Partai Kecil di Kalteng Berpeluang Dapat Kursi

- Selasa, 6 Juni 2023 | 15:13 WIB

PALANGKA RAYA-Pesta demokrasi pemilihan legislatif (pileg) bakal sengit. Ratusan bahkan ribuan calon legislatif (caleg) akan berebut kursi wakil rakyat baik tingkat kabupaten/kota, provinsi, maupun pusat. Komisi Pemilihan Umum (KPU) memastikan metode penghitungan suara pileg 2024 masih sama dengan metode yang digunakan pada 2019 lalu, yakni metode sainte lague.

Ketua KPU Kalteng Sastriadi menyebut, penentuan wakil rakyat tergantung dalam peroleh suara secara keseluruhan caleg dalam setiap daerah pemilihan (dapil). Kemudian proses penghitungan suara pileg diprediksi tetap menggunakan metode sainte lague. Metode ini diperkenalkan tahun 1910 oleh seorang matematikawan asal Perancis bernama Andre Sainte Lague.

Sastriadi menyebut, metode ini sudah pernah diterapkan pada pileg 2019. Metode Saint League adalah metode penghitungan suara yang menggunakan angka pembagi untuk mengalokasikan kursi yang diperoleh tiap partai politik dalam dapil.

“Hal itu tertera dalam pasal 415 (2). Sesudah partai memenuhi ambang batas parlemen, langkah selanjutnya adalah menggunakan metode Sainte Lague untuk mengkonversi suara menjadi kursi di DPR. Setiap partai politik yang memenuhi ambang batas akan dibagi dengan bilangan pembagi 1 yang diikuti secara berurutan dengan bilangan ganjil 3,5, 7, dan seterusnya,” kata Sastriadi kepada wartawan, Rabu (31/5).

Ia menjelaskan, bukan KPU yang menentukan siapa yang berhak duduk di DPRD kota maupun provinsi, tetapi berdasarkan hasil perolehan suara partai yang dihitung menggunakan metode Sainte Lague.

“Pembagiannya itu juga relatif, kalau sudah habis kursinya di pembagian tiga atau kelima, ya selesai, tapi kalau masih ada tersisa kursi, maka akan dilanjutkan dengan pembagian dengan bilangan ganjil selanjutnya,” bebernya.

Perihal kemungkinan pembelian suara dari caleg lain yang memiliki suara lebih banyak, Sastriadi menjelaskan bahwa hal itu tidak ada dalam aturan, bahkan dilarang, karena ada dasar dalam Undang-Undang Pemilu.

Terpisah, pengamat politik Dr Jhon Retei Alfri Sandi menjelaskan kelebihan metode Sainte Lague. Dengan menggunakan metode penghitungan ini, partai kecil mampu terakomodasi dan berpotensi duduk di kursi DPRD provinsi maupun kabupaten/kota, karena pada tingkatkan daerah tidak ada batas parlemen.

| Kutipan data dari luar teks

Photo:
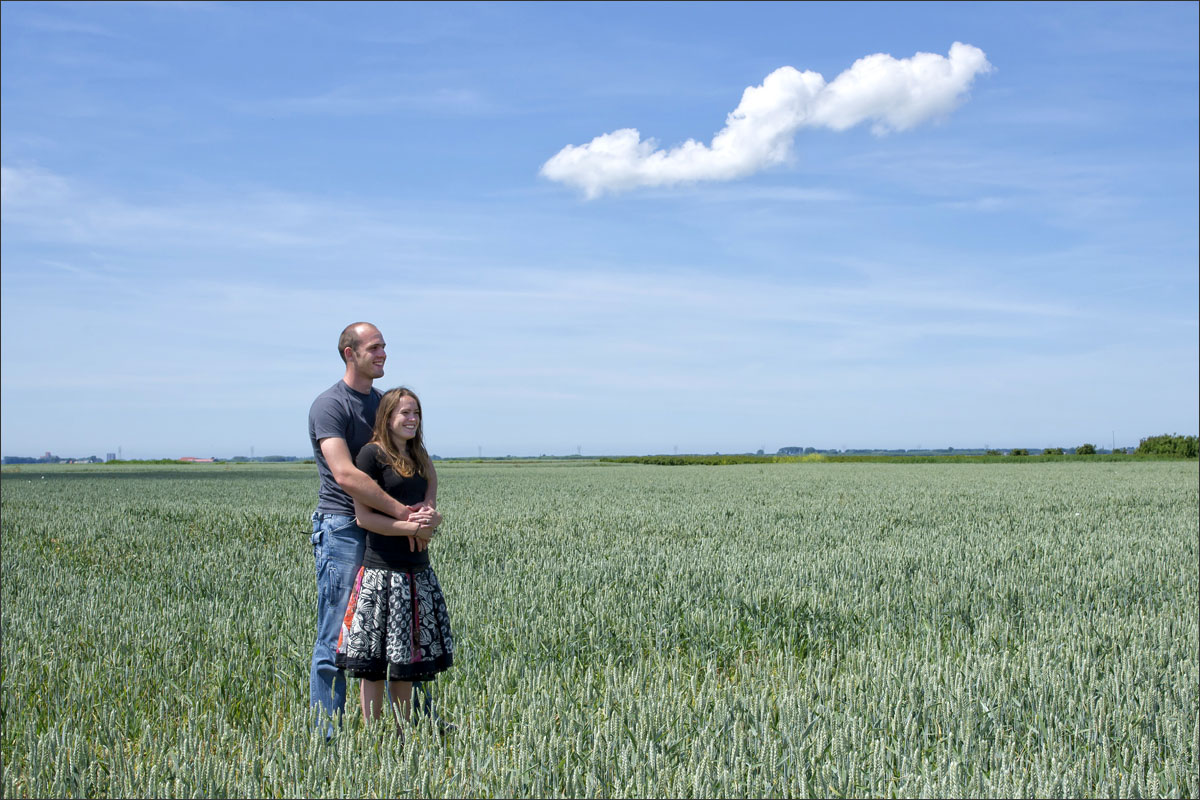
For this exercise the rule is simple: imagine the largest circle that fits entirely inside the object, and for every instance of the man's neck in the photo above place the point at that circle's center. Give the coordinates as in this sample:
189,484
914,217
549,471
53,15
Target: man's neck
357,382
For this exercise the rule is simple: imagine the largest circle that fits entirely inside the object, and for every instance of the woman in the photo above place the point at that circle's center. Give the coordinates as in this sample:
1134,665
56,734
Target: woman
396,626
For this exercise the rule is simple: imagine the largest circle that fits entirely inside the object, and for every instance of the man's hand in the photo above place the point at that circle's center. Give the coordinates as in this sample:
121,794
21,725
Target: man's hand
425,515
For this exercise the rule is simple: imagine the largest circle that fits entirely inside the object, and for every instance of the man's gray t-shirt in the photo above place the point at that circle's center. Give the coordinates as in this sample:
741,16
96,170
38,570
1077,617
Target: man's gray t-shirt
340,413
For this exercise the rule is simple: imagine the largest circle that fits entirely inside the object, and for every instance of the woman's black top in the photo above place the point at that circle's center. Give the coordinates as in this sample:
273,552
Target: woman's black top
391,552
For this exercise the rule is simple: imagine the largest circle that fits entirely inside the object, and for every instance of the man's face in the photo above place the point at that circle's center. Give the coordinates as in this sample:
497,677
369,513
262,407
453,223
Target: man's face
367,359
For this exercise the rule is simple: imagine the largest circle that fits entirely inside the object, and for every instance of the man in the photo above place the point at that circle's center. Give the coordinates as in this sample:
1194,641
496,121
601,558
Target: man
340,423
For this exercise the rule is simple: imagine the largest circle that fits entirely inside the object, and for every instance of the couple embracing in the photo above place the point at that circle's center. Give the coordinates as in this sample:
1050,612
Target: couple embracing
381,614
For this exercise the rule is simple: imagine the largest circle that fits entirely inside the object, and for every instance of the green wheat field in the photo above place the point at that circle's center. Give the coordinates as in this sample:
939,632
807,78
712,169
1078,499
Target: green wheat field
786,630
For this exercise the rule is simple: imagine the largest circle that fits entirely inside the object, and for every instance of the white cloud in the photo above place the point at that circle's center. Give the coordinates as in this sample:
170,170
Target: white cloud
893,94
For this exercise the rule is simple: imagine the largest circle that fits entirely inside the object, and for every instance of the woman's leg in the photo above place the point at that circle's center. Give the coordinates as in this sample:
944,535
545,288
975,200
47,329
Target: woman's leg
400,692
371,699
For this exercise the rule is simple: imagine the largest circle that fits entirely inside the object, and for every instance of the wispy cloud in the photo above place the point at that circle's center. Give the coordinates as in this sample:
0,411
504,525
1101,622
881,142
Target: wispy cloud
892,94
45,206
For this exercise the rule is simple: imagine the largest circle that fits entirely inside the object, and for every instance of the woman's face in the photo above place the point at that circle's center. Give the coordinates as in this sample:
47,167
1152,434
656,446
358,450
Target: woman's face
406,420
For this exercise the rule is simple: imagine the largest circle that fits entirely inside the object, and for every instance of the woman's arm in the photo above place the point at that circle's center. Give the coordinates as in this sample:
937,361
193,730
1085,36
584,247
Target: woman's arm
431,493
378,523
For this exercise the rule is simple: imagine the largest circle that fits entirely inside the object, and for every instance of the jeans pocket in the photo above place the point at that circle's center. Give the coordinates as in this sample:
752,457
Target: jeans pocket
349,523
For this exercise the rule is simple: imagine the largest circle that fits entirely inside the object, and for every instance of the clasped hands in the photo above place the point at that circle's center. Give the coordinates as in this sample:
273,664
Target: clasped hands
429,518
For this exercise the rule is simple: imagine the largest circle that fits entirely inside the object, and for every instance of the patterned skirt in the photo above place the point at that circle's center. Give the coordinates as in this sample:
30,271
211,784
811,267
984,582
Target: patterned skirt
396,626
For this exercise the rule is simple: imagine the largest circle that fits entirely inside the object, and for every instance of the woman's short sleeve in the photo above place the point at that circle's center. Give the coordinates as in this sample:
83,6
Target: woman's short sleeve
369,462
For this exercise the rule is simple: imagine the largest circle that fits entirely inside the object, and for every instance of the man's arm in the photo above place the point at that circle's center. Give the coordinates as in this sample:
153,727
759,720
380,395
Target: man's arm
415,528
358,483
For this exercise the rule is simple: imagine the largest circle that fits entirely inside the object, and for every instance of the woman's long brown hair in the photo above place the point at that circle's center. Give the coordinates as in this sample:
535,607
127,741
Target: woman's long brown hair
413,458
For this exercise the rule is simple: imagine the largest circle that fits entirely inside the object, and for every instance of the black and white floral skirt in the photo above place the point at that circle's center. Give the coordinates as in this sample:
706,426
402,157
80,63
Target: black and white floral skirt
396,626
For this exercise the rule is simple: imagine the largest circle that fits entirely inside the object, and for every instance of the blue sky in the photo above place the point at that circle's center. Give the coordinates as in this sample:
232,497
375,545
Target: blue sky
197,198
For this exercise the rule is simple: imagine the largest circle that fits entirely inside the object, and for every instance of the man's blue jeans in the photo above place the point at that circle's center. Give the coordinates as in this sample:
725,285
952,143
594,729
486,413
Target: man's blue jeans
337,551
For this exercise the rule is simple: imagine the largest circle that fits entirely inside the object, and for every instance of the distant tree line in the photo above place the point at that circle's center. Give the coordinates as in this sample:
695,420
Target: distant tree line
1169,445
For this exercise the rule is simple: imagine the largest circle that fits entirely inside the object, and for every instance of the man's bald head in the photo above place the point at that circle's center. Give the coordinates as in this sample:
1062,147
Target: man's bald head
352,337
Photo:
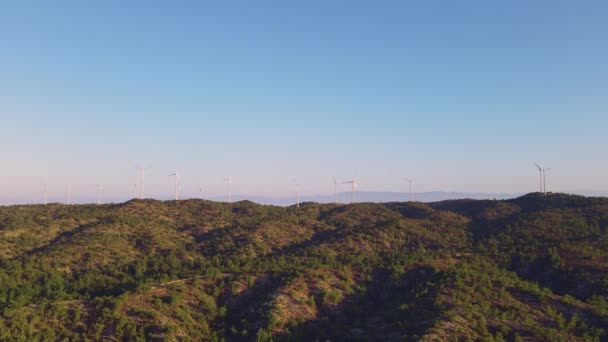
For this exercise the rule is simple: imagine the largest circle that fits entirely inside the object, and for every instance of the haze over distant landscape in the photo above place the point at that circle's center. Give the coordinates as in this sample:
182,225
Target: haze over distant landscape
304,170
463,96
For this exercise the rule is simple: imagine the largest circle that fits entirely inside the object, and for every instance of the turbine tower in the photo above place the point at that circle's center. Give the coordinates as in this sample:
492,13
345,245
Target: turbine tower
335,190
297,194
353,184
410,180
545,179
141,182
229,180
540,176
68,197
177,181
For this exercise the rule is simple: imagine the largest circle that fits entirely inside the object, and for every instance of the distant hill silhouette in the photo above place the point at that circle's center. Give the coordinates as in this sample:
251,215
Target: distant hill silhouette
533,267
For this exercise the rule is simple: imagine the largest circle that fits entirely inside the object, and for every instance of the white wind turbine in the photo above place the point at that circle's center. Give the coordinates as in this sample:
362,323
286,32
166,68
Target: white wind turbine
141,181
540,176
99,191
410,180
335,190
545,179
68,195
229,180
177,183
353,184
297,193
44,194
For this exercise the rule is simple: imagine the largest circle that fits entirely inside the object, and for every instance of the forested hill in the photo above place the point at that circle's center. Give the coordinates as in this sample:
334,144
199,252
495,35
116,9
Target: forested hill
530,268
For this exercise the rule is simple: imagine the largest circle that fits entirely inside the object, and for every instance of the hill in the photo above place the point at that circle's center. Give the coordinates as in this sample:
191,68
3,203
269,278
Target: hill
529,268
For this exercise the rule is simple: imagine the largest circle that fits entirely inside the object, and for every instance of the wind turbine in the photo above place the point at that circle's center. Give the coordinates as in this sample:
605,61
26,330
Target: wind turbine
545,179
297,194
68,197
99,190
177,181
141,181
540,176
353,184
229,180
410,180
335,190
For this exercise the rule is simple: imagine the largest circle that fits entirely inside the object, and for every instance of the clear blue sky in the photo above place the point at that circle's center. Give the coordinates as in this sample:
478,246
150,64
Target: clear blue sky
463,95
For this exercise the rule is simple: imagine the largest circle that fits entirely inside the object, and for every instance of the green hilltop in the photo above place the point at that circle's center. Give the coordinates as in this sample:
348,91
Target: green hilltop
530,268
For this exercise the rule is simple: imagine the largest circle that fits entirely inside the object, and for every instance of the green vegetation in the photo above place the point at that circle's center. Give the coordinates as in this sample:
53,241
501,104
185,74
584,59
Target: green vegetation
531,268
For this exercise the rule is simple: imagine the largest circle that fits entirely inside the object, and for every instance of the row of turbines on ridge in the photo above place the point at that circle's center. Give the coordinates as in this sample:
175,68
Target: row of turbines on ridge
178,180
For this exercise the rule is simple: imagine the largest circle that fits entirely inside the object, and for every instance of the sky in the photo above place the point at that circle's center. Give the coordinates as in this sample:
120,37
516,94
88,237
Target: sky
461,95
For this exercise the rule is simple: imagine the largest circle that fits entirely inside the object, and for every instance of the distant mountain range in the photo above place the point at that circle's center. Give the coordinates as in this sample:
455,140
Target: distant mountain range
379,197
343,197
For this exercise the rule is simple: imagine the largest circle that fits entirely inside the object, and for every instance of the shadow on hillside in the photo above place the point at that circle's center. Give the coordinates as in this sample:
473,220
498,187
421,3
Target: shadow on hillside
388,309
247,310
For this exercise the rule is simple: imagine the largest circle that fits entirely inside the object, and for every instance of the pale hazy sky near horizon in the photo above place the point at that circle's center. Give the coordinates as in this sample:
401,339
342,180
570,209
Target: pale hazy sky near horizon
463,95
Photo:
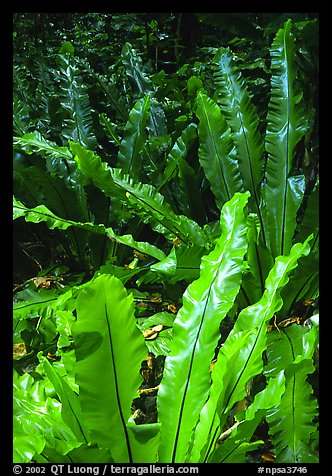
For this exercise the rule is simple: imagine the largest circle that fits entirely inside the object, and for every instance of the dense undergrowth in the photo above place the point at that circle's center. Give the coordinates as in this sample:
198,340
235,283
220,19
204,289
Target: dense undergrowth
166,232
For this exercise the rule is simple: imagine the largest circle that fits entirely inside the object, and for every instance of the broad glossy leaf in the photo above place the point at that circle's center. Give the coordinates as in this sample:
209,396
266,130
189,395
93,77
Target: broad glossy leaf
216,152
183,262
240,358
142,199
241,115
38,419
109,351
291,423
186,380
236,446
286,125
70,411
129,157
34,142
43,214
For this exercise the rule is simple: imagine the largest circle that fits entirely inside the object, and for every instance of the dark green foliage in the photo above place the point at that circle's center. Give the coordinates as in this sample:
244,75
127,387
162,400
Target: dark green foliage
166,166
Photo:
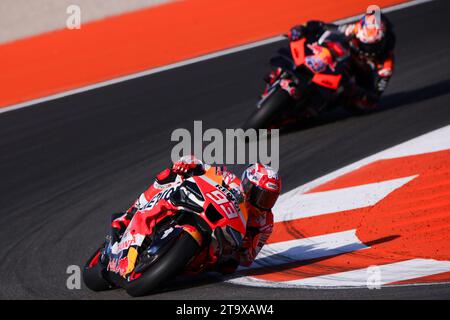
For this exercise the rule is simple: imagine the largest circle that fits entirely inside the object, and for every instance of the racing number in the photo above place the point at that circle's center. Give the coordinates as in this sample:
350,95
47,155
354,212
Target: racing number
221,199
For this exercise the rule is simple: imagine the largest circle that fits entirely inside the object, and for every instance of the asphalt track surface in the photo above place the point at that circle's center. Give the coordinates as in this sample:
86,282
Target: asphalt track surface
66,165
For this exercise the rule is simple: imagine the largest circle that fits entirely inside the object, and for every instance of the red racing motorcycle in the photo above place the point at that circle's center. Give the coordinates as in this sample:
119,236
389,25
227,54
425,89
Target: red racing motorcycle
185,229
306,81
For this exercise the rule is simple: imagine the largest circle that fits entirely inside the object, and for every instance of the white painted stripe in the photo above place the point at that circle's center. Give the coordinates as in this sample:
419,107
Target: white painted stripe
308,248
389,273
319,203
184,63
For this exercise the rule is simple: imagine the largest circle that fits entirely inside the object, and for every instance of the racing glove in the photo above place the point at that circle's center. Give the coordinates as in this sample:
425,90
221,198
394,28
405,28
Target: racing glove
187,165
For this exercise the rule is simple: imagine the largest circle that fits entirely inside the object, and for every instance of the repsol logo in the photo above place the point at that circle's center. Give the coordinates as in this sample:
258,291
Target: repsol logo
165,194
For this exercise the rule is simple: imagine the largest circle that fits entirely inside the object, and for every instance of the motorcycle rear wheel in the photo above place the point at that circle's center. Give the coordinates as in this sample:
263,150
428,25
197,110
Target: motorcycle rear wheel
168,266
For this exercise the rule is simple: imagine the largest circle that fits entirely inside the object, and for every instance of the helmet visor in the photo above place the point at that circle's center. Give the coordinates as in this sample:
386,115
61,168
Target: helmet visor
257,196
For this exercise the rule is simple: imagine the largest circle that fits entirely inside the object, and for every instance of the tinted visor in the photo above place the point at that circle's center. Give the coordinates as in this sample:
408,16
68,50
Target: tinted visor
259,197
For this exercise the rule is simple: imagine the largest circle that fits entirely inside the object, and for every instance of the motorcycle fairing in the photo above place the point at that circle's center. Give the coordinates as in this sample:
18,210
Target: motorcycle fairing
327,80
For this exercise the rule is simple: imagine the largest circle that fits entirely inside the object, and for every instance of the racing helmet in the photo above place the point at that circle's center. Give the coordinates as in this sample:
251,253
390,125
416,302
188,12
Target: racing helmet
261,186
370,34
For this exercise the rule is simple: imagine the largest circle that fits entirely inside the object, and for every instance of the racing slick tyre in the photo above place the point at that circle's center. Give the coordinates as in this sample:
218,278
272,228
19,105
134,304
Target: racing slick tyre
269,111
94,274
168,266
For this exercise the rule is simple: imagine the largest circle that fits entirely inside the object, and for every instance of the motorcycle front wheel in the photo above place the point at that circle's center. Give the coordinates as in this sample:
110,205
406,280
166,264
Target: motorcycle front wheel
168,266
270,110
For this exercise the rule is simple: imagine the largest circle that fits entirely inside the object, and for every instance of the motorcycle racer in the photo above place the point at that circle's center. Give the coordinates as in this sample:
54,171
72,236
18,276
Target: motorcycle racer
259,188
372,46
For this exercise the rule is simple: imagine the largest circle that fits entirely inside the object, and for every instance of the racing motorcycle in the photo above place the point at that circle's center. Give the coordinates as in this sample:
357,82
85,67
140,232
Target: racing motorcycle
307,79
185,228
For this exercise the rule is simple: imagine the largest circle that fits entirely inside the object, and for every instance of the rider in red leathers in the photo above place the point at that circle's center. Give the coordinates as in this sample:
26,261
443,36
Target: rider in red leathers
259,189
372,44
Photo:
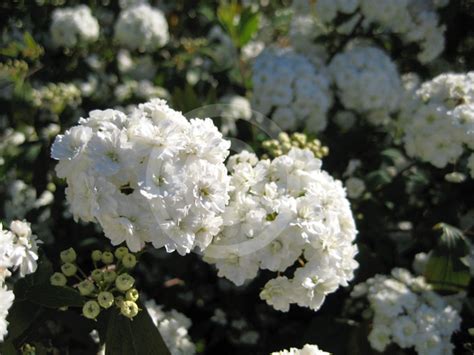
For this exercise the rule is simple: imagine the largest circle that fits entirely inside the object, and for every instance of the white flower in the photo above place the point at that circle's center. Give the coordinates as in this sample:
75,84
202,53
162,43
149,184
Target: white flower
409,314
355,187
73,25
439,120
6,301
292,87
149,176
173,327
279,211
142,27
308,349
367,81
24,255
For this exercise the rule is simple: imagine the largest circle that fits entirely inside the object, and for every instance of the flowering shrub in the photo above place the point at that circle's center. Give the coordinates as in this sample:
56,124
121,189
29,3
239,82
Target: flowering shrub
236,177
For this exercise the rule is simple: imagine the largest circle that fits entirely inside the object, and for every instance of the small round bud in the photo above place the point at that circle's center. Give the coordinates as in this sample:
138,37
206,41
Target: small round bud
121,252
91,310
118,301
105,299
86,287
124,282
68,255
96,255
109,276
58,279
132,295
69,269
97,275
129,261
129,309
107,257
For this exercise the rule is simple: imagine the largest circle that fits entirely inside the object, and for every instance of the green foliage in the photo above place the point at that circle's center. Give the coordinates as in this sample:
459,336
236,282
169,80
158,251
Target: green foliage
133,337
239,23
446,268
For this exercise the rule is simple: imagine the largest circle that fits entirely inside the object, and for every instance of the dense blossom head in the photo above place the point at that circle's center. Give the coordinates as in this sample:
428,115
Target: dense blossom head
439,121
281,211
408,313
413,21
367,81
291,89
73,25
18,251
142,27
150,176
173,327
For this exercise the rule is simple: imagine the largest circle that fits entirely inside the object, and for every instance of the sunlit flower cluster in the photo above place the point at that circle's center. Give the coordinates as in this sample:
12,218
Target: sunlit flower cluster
408,313
292,90
18,252
367,82
141,27
73,25
439,123
150,176
281,212
173,327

“Dengan sistem tersebut dan metode penghitungan itu, maka pada tataran provinsi dan kabupaten/kota akan terakomodasi, seluruh partai akan ikut penghitungan, partai kecilkan akan berpotensi mendapatkan kursi, beda hal pada tataran DPR RI yang mana harus memenuhi ambang batas parlemen empat persen untuk bisa dihitung dengan metode tersebut,” jelas Jhon Retei.

Menggunakan sistem ini sebenarnya lebih menguntungkan partai-partai kecil. Dengan catatan, perolehan suaranya tidak terlampau jauh.

Menurut Jhon, kekurangan dari sistem ini adalah memungkinkan keterwakilan tiap-tiap partai untuk menjadi wakil rakyat. Membuat sisi kuantitas terpenuhi, sementara sisi kualitas sedikit terabaikan.

“Dengan ini sebenarnya membuat parlemen lebih diwarnai dengan partai-partai yang ada. Persoalannya partai-partai yang baru ini, orang yang dipasang tentunya belum teruji seperti partai yang sudah mapan,” tuturnya.

Hal serupa juga disampaikan oleh Anggota DPRD Kalteng dari Partai Amanat Nasional, Tomy Irawan, bahwa sistem yang akan digunakan masih sama seperti yang diterapkan pada pemilu 2019.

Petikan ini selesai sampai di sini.